Le nouveau long-métrage de Clint Eastwood, un an après Le 15h17 pour Paris et trois ans après Sully, s’intéresse à une insolite histoire vraie. Cette fois-ci dans La Mule, pas de héros sauvant les passagers d’un avion ou d’un train mais un personnage atypique dont le parcours l’est tout autant. Il s’appelle Leo Sharp, il est arrêté en octobre 2011 avec 107 kg de drogue dans le coffre de sa voiture. Vétéran de guerre, horticulteur reconnu dans le monde et passeur de drogue à 87 ans… retour sur son destin hors norme.
Une reconversion inédite
Né en 1924 dans le Michigan, Sharp s’enrôle rapidement dans l’armée. On l’envoie combattre en Italie pendant la Seconde Guerre mondiale. A son retour du front, il reçoit la Bronze Star Medal pour services rendus à la nation. Si Leo Sharp est resté évasif sur son passé, il prétend avoir été le propriétaire d’une petite ligne d’avion. Une entreprise qui fera faillite selon lui. Mais l’homme est surtout connu dans le monde de l’horticulture pour avoir développé une nouvelle espèce d’Hémérocalles, une fleur jaune à la jolie collerette rouge. Une association d’horticulteurs décide de renommer cette création à son nom (la « siloam Leo Sharp »). Des passionnés se déplacent même jusqu’à son domicile familial dans l’espoir d’acheter quelques fleurs. Mieux, Sharp est invité par la Maison Blanche à venir planter quelques Hémérocalles dans le jardin pour George H.W. Bush. Mais ce que personne ne sait à l’époque, c’est que notre fleuriste est un passeur pour le cartel de Sinaola (avec à sa tête Joaquim "El Chapo" Guzman), l’un des plus prolifiques et dangereux trafiquants du monde. Ses apparitions dans des conventions pour horticulteurs un peu partout dans le pays est alors un prétexte pour aller faire quelques livraisons.

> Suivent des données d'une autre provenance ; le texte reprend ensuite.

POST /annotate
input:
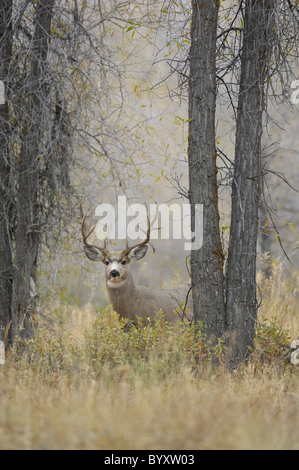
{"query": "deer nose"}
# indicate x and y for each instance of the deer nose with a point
(114, 273)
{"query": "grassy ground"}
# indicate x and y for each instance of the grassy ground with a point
(87, 383)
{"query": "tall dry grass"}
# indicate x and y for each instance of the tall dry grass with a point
(87, 383)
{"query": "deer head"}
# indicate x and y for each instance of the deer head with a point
(116, 262)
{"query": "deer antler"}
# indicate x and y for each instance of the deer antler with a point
(86, 235)
(144, 242)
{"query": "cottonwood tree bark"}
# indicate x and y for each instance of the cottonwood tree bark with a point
(206, 263)
(246, 187)
(28, 221)
(227, 306)
(5, 190)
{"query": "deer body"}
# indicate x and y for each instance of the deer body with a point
(131, 301)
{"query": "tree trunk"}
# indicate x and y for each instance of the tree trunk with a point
(28, 223)
(207, 262)
(241, 265)
(6, 270)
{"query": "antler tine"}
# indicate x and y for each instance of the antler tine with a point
(144, 242)
(86, 236)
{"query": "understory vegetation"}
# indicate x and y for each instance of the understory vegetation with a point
(88, 381)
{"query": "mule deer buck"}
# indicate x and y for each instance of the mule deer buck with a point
(131, 301)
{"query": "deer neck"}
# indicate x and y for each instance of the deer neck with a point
(122, 295)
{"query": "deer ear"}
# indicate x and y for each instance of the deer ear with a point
(93, 253)
(139, 252)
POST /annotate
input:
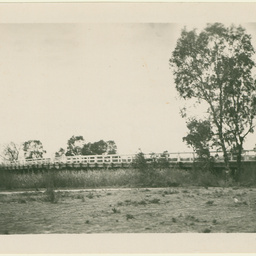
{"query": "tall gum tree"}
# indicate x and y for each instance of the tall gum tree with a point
(215, 66)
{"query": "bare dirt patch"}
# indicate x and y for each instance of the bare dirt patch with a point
(163, 210)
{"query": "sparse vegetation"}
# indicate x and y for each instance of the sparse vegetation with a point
(129, 211)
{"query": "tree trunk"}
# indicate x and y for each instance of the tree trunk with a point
(239, 161)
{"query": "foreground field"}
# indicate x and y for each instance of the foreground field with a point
(158, 210)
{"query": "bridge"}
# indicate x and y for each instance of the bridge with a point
(184, 160)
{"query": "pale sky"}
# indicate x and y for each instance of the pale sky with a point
(101, 81)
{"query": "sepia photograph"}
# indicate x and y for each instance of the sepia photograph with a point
(138, 126)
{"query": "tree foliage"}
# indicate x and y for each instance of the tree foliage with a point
(60, 152)
(75, 145)
(33, 149)
(11, 152)
(215, 67)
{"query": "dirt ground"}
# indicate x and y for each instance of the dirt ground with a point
(163, 210)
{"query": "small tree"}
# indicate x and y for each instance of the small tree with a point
(75, 145)
(215, 67)
(60, 152)
(11, 152)
(111, 147)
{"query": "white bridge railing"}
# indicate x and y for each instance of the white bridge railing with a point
(248, 155)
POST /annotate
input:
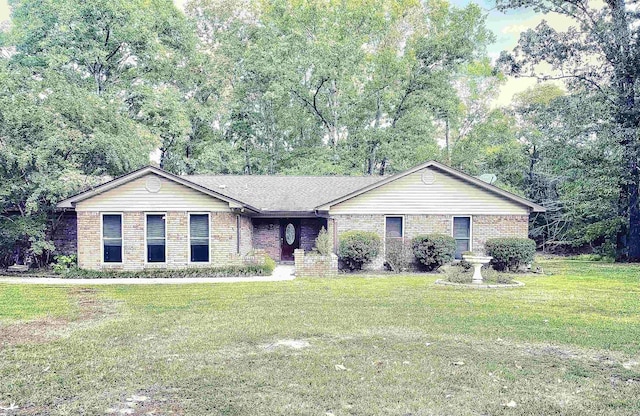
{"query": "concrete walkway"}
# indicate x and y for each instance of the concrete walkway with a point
(282, 272)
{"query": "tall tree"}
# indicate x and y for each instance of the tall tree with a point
(600, 54)
(363, 83)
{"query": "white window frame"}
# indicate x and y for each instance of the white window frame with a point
(102, 214)
(208, 214)
(453, 217)
(394, 216)
(146, 246)
(384, 236)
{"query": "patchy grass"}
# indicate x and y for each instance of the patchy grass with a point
(24, 302)
(567, 343)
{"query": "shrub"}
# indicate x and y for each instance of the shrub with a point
(269, 264)
(323, 243)
(357, 248)
(64, 263)
(510, 253)
(434, 250)
(398, 255)
(264, 269)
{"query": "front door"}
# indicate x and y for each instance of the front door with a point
(289, 238)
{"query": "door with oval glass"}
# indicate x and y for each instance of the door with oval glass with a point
(289, 238)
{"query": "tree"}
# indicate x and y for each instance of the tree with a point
(363, 83)
(54, 139)
(599, 55)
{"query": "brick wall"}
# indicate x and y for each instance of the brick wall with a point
(223, 244)
(308, 265)
(309, 229)
(89, 250)
(246, 235)
(266, 236)
(65, 235)
(492, 226)
(483, 228)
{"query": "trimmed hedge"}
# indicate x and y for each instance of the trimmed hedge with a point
(510, 253)
(224, 271)
(357, 248)
(434, 250)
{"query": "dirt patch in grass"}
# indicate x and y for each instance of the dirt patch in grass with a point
(90, 308)
(147, 402)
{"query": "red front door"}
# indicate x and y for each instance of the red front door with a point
(289, 238)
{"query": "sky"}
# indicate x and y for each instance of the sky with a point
(506, 27)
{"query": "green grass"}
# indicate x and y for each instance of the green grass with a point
(24, 302)
(564, 344)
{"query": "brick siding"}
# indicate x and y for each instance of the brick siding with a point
(223, 241)
(483, 228)
(65, 235)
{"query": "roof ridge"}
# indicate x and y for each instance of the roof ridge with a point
(288, 176)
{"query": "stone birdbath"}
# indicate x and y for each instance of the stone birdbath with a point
(477, 262)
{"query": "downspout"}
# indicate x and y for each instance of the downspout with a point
(238, 233)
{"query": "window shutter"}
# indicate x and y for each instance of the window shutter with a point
(394, 227)
(461, 227)
(155, 227)
(199, 226)
(112, 226)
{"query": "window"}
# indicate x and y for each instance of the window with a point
(199, 237)
(112, 238)
(394, 227)
(156, 238)
(462, 235)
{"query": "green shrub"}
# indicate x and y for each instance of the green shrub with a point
(324, 245)
(264, 269)
(510, 253)
(398, 255)
(434, 250)
(269, 264)
(357, 248)
(63, 263)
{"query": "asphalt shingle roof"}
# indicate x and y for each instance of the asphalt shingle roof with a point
(283, 193)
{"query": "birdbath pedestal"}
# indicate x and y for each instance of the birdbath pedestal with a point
(477, 262)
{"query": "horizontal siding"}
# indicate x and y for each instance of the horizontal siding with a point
(447, 195)
(134, 196)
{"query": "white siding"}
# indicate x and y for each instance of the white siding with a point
(134, 196)
(447, 195)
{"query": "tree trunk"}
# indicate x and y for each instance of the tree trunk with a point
(628, 120)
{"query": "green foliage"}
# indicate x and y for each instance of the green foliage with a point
(324, 243)
(263, 269)
(510, 253)
(268, 266)
(433, 250)
(63, 263)
(357, 248)
(398, 255)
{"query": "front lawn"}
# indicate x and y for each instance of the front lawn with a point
(568, 343)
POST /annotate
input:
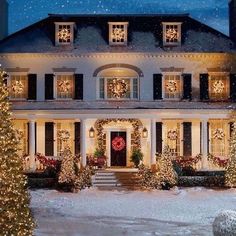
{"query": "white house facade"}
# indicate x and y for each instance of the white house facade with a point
(122, 82)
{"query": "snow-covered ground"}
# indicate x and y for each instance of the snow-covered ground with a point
(188, 211)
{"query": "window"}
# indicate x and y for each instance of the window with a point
(219, 137)
(18, 86)
(172, 86)
(65, 86)
(64, 33)
(219, 87)
(171, 34)
(118, 33)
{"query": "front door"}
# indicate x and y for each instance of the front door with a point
(118, 148)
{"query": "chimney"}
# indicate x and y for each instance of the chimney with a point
(3, 19)
(232, 20)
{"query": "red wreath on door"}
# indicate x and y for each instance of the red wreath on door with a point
(118, 143)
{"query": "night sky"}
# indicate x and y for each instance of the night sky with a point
(25, 12)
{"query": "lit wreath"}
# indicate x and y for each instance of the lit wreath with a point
(218, 86)
(118, 143)
(218, 134)
(118, 88)
(171, 86)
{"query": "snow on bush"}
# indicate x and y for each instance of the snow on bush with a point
(225, 224)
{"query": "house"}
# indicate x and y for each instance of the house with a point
(119, 82)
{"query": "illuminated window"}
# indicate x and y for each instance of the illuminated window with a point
(65, 86)
(171, 33)
(64, 33)
(118, 33)
(219, 87)
(219, 138)
(18, 87)
(172, 86)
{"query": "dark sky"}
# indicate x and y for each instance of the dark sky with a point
(211, 12)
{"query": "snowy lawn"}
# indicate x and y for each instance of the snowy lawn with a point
(188, 211)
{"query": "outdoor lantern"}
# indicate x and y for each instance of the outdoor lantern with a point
(91, 133)
(145, 132)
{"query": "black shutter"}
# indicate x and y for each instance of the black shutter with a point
(157, 86)
(49, 86)
(204, 87)
(78, 86)
(49, 139)
(187, 86)
(77, 138)
(32, 86)
(158, 137)
(233, 87)
(187, 141)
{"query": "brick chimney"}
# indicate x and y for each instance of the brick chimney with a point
(232, 20)
(3, 19)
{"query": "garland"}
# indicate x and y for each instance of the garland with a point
(188, 161)
(218, 161)
(136, 135)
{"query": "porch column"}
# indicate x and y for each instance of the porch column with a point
(32, 144)
(204, 144)
(153, 142)
(83, 142)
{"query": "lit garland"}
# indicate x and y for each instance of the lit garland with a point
(118, 88)
(218, 86)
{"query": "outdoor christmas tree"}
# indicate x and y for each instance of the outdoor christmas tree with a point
(67, 173)
(15, 215)
(230, 176)
(166, 173)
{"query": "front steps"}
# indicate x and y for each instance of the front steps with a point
(107, 179)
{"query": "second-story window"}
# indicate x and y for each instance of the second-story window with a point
(118, 33)
(64, 85)
(171, 33)
(64, 33)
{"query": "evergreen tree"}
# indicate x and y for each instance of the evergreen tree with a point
(15, 215)
(166, 174)
(230, 176)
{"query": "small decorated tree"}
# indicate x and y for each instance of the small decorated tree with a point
(166, 174)
(230, 177)
(15, 215)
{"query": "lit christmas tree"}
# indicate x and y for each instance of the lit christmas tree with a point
(166, 174)
(15, 215)
(230, 176)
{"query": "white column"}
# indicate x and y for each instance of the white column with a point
(32, 144)
(83, 142)
(204, 144)
(153, 141)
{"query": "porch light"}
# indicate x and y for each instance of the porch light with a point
(145, 132)
(91, 133)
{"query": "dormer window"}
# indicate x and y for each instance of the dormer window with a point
(64, 33)
(171, 34)
(118, 33)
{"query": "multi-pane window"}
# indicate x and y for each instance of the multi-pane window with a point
(118, 88)
(18, 86)
(172, 86)
(65, 86)
(219, 138)
(219, 87)
(118, 33)
(171, 33)
(64, 33)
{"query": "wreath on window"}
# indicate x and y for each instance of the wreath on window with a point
(218, 134)
(171, 86)
(218, 86)
(118, 143)
(118, 88)
(17, 87)
(64, 86)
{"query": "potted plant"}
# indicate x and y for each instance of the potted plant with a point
(136, 157)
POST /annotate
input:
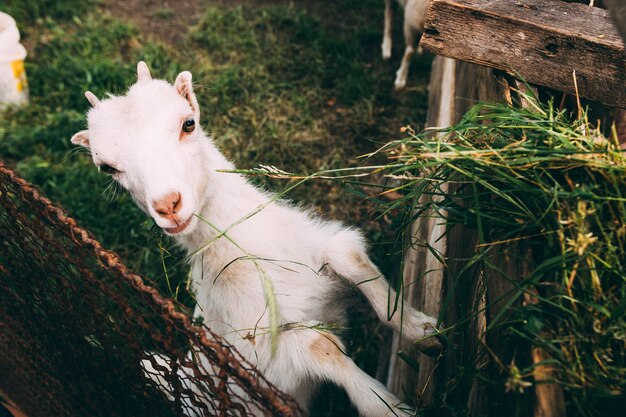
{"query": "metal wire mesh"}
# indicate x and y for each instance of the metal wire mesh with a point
(81, 335)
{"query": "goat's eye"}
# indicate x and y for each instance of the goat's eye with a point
(189, 125)
(108, 169)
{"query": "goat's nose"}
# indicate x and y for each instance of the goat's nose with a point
(168, 205)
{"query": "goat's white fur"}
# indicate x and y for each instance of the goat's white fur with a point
(309, 261)
(414, 18)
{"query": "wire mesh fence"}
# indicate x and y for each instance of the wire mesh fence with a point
(81, 335)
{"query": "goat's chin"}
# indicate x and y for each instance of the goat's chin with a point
(183, 228)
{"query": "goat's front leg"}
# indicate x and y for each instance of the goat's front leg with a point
(386, 46)
(346, 256)
(307, 356)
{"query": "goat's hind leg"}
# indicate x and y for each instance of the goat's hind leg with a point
(386, 46)
(410, 37)
(321, 357)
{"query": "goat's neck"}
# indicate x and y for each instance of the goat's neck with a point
(227, 198)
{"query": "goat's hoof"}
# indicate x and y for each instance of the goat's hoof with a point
(399, 85)
(432, 344)
(386, 48)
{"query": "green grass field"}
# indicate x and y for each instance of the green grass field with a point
(299, 86)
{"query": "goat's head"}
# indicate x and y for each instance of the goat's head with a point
(150, 142)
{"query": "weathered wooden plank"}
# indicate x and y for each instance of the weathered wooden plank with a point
(543, 41)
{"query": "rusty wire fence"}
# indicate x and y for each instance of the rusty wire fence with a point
(81, 335)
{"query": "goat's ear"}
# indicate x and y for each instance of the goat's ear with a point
(185, 89)
(81, 138)
(143, 73)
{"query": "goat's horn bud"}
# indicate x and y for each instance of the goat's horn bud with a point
(143, 73)
(92, 99)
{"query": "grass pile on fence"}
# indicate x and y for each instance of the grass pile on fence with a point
(551, 191)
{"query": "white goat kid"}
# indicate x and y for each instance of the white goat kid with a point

Mais personne ne se doutait à l’époque que Sharp allait exceller dans l’exercice.
Ils l’appelaient Tata
Jeff Moore, l’agent de la DEA joué par Bradley Cooper dans La Mule, est revenu dans un long entretien pour le New York Times sur cette arrestation et sur l’histoire de Leo Sharp, qu’il qualifiait de "légende urbaine". Les narcotrafiquants le surnommeront El Tata (grand-père en espagnol). Et pourtant dès les premiers mois d’investigation, les agents ont bien du mal à trouver des infos sur ce coursier particulièrement zélé qui transportait chaque mois entre 200 et 250 kg de poudre blanche. C’est pourtant à bord de sa camionnette verte que l’octogénaire fera passer la marchandise pendant 10 ans de la frontière sud-américaine à Détroit, sans jamais se faire inquiéter. Selon ses dires, Sharp aurait été approché par les trafiquants eux-mêmes (il employait des Mexicains qui l’aidaient à cultiver ses plantes). Selon la DEA, le cartel n’hésitait pas à faire appel à des personnes d’un certain âge comme chauffeur, donc au-dessus de tout soupçon. Endetté depuis la faillite de son entreprise, l’homme n’a pu refuser l’offre. Mais personne ne se doutait à l’époque que Sharp allait exceller dans l’exercice.
Le procès
Sharpe est finalement arrêté en octobre 2011, après un mois de surveillance continue par la DEA. Une vidéo mise en ligne par le New York Times permet même d’assister à l’arrestation. On y aperçoit l’octogénaire qui tente de convaincre le policier de le libérer, avant qu’un de ses collègues n’arrive avec un chien renifleur de drogue. Et là, c’est la fin pour lui : 107 kg de cocaïne seront retrouvés dans une planque de sa camionnette. Son procès se tient quelque temps plus tard : malgré les efforts de ses avocats pour plaider la démence et sa faiblesse psychologique, la Cour le condamne à trois ans de prison. Pour éviter la sanction, Sharp leur proposera même de payer 500 000 dollars de dommages en cultivant pour l’Etat … des papayes.